O feijão é outro produto que vinha sofrendo perdas e com a diminuição da oferta começa a dar sinais de recuperação nos preços.

De acordo com a Federação de Agricultura e Pecuária do Goiás (Faeg), as perdas de safra no Paraná e a tendência de redução de plantio na terceira safra nacional vão contribuindo para a maior procura dos compradores pelos melhores tipos de carioca. O levantamento do Deral indica uma quebra de 22% na segunda safra em razão da falta de chuvas. O Estado colheu apenas 350 mil toneladas das 450 mil toneladas esperadas inicialmente. O reflexo já é sentido nos preços. O mercado do carioca na Bolsinha de São Paulo iniciou a semana com R$ 5 a saca de alta, negociado entre R$ 105 a R$ 110 a saca.

O excesso de chuvas também já deixa suas marcas na safra vigente. Na região Sul do Estado de Minas Gerais, principal produtora de café do País, os cafeicultores estão contabilizando os prejuízos após as lavouras terem sido atingidas por granizo no último fim de semana. Os ventos fortes chegaram a danificar um dos armazéns da Cooperativa Regional dos Cafeicultores de Guaxupé (Cooxupé), maior cooperativa de café do Brasil. Outros segmentos do agronegócio também contabilizam danos. Em Minas, a chuva de granizo destruiu um milhão de pés de morango. Segundo o Sindicato dos Produtores Rurais, a perda equivale a R$ 2 milhões.

A Somar Meteorologia adverte os agricultores que uma forte onda de frio deve alcançar as áreas produtoras de café na segunda semana de julho. Além de Minas, São Paulo e Paraná também devem ficar alertas.

Estados Unidos

O levantamento divulgado ontem pelo Departamento de Agricultura dos Estados Unidos (USDA) surpreendeu o mercado e derrubou o preço dos grãos. O aumento na previsão de área para o milho, que deverá chegará a 87,03 milhões de acres, ante 84,9 milhões previstos em março, provocou o limite de baixa no cereal. A tendência baixista acabou contaminando o mercado de soja que não apresentou baixas apenas para o contrato mais curto, no mês de julho. Os contratos da soja em grão com vencimento em agosto e novembro encerraram com baixa de 2,75 centavos de dólar por bushel e 2,50 centavos, respectivamente.

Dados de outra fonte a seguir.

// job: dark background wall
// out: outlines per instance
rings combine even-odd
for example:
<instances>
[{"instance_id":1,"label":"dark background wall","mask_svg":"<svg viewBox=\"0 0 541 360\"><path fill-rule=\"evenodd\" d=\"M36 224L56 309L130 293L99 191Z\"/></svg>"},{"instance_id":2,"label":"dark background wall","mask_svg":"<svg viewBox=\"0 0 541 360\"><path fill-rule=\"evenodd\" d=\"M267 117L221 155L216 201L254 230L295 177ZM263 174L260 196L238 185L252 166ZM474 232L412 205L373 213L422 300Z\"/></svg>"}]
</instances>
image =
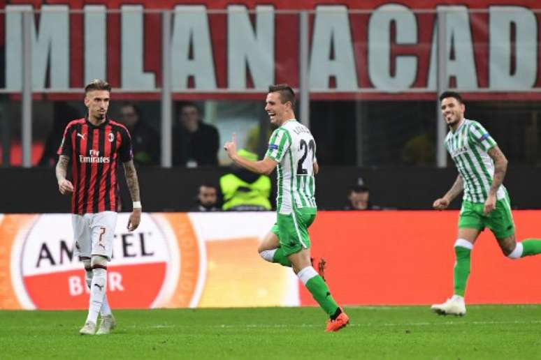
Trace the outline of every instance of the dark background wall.
<instances>
[{"instance_id":1,"label":"dark background wall","mask_svg":"<svg viewBox=\"0 0 541 360\"><path fill-rule=\"evenodd\" d=\"M138 170L141 199L145 211L187 211L195 202L199 186L217 183L227 168L173 168ZM120 173L123 173L121 170ZM395 209L431 209L456 177L454 168L358 168L322 167L317 177L316 197L319 209L340 209L347 189L362 177L370 189L374 204ZM274 183L274 178L273 182ZM541 168L510 167L505 184L514 209L541 209ZM125 181L121 180L124 211L131 211ZM455 200L452 208L457 209ZM50 168L0 169L0 213L69 212L69 199L58 193L55 172Z\"/></svg>"}]
</instances>

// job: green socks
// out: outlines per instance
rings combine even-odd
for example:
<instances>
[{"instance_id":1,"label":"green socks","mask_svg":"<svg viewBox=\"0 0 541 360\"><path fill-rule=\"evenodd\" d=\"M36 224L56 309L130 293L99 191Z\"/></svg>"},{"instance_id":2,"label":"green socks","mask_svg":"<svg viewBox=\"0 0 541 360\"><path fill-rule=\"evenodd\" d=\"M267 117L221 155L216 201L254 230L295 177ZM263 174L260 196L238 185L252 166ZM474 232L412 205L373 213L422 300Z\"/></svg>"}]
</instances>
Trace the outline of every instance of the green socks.
<instances>
[{"instance_id":1,"label":"green socks","mask_svg":"<svg viewBox=\"0 0 541 360\"><path fill-rule=\"evenodd\" d=\"M471 250L455 246L456 262L454 263L454 294L464 296L468 277L470 276L470 253Z\"/></svg>"},{"instance_id":2,"label":"green socks","mask_svg":"<svg viewBox=\"0 0 541 360\"><path fill-rule=\"evenodd\" d=\"M541 253L541 240L539 239L526 239L521 243L524 250L521 257Z\"/></svg>"},{"instance_id":3,"label":"green socks","mask_svg":"<svg viewBox=\"0 0 541 360\"><path fill-rule=\"evenodd\" d=\"M329 291L327 284L323 278L318 275L315 269L312 267L308 267L297 273L301 281L306 286L312 294L314 299L317 301L319 306L326 313L329 317L333 316L338 308L338 305L334 301L331 292Z\"/></svg>"}]
</instances>

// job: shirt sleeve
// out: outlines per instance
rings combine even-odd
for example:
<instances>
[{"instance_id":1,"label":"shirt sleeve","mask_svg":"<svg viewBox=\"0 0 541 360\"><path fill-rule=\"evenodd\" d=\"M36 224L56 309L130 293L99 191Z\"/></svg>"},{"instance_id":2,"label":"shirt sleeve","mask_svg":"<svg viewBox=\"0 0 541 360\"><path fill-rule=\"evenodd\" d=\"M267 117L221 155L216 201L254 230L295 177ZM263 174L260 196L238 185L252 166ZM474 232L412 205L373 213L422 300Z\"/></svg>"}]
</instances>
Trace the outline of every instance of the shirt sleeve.
<instances>
[{"instance_id":1,"label":"shirt sleeve","mask_svg":"<svg viewBox=\"0 0 541 360\"><path fill-rule=\"evenodd\" d=\"M473 123L470 126L468 136L472 143L480 147L485 151L497 145L489 132L477 122Z\"/></svg>"},{"instance_id":2,"label":"shirt sleeve","mask_svg":"<svg viewBox=\"0 0 541 360\"><path fill-rule=\"evenodd\" d=\"M134 149L131 147L131 137L128 130L122 128L120 134L120 147L118 148L118 154L120 161L127 163L134 158Z\"/></svg>"},{"instance_id":3,"label":"shirt sleeve","mask_svg":"<svg viewBox=\"0 0 541 360\"><path fill-rule=\"evenodd\" d=\"M57 155L64 155L69 158L71 157L71 153L73 151L73 143L71 141L71 136L73 133L74 128L71 124L68 124L66 126L66 129L64 130L64 136L62 136L62 142L60 143L60 146L57 151Z\"/></svg>"},{"instance_id":4,"label":"shirt sleeve","mask_svg":"<svg viewBox=\"0 0 541 360\"><path fill-rule=\"evenodd\" d=\"M280 163L291 146L291 138L287 130L277 128L274 130L268 140L268 149L265 157L270 158Z\"/></svg>"}]
</instances>

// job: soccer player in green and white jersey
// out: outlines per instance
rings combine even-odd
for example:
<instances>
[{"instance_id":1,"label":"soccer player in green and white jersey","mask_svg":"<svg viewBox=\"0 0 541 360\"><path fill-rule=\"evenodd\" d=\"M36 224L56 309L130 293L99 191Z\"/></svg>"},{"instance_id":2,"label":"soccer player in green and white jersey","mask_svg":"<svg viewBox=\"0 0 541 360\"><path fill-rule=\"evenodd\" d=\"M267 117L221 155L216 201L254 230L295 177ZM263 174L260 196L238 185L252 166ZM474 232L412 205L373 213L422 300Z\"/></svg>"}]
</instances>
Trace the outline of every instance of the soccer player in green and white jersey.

O USDA informou ainda que 68% da soja estão em estado bom e excelente, maior que os 67% da semana passada e dos 58% do ano anterior na mesma data, o que deve inibir uma forte retomada dos preços nos próximos dias. O mesmo deve ocorrer para o cultivo de milho, com 72% em estado bom/excelente, contra 70% da projeção anterior e 61% em 2008.